Intra-Entity Transfers of Assets Other Than Inventory
In October 2016, the FASB issued guidance that requires the income tax consequences of an intra-entity transfer of an asset other than inventory to be recognized when the transfer occurs instead of when the asset is sold to an outside party. The new guidance is effective beginning with the first quarter of the Company’s 2019 fiscal year (with early adoption permitted as of the beginning of an annual period). The guidance is required to be adopted retrospectively by recording a cumulative-effect adjustment to retained earnings as of the beginning of the adoption period. The Company is assessing the potential impact this guidance will have on its financial statements.
Stock Compensation - Employee Share-based Payments
In March 2016, the FASB issued guidance to amend certain aspects of accounting for employee share-based awards, including accounting for income taxes related to those transactions. This guidance will require recognizing excess tax benefits and deficiencies (that result from an increase or decrease in the fair value of an award from grant date to the vesting date or exercise date) on share-based compensation arrangements in the tax provision, instead of in equity as under the current guidance. In addition, these amounts will be classified as an operating activity in the statement of cash flows, instead of as a financing activity.
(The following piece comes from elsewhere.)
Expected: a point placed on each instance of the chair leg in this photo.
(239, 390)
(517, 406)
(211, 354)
The Company reported excess tax benefits of approximately $0.2 billion, $0.3 billion and $0.3 billion in fiscal 2016, 2015 and 2014, respectively. In addition, cash paid for shares withheld to satisfy employee taxes will be classified as a financing activity, instead of as an operating activity. Cash paid for employee taxes was approximately $0.2 billion, $0.3 billion and $0.3 billion in fiscal 2016, 2015 and 2014, respectively. The fiscal 2016, 2015 and 2014 amounts of excess tax benefits and cash paid for employee taxes are not necessarily indicative of future amounts that may arise in years following implementation of the new accounting pronouncement. The guidance is effective beginning in the first quarter of the Company’s 2018 fiscal year (with early adoption permitted) and is required to be adopted as follows:
Prospectively for the recognition of excess tax benefits and deficiencies in the tax provision
Retrospectively or prospectively for the classification of excess tax benefits and deficiencies in the statement of cash flows
Retrospectively for the classification of cash paid for shares withheld to satisfy employee taxes in the statement of cash flows
Leases
In February 2016, the FASB issued a new lease accounting standard, which requires the present value of committed operating lease payments to be recorded as right-of-use lease assets and lease liabilities on the balance sheet. As of October 1, 2016, the Company had an estimated $3.1 billion in undiscounted future minimum lease commitments. The Company is currently assessing the impact of the new guidance on its financial statements. The guidance is required to be adopted retrospectively, and is effective beginning in the first quarter of the Company’s 2020 fiscal year (with early adoption permitted).
Income Taxes
In November 2015, the FASB issued guidance to simplify the presentation of deferred income taxes by reporting the net amount of deferred tax assets and liabilities on a jurisdiction by jurisdiction basis as non-current on the balance sheet. The Company adopted the provisions of this guidance on a prospective basis in the first quarter of fiscal 2016 by reclassifying $0.8 billion in current assets and reporting them as a reduction to non-current liabilities.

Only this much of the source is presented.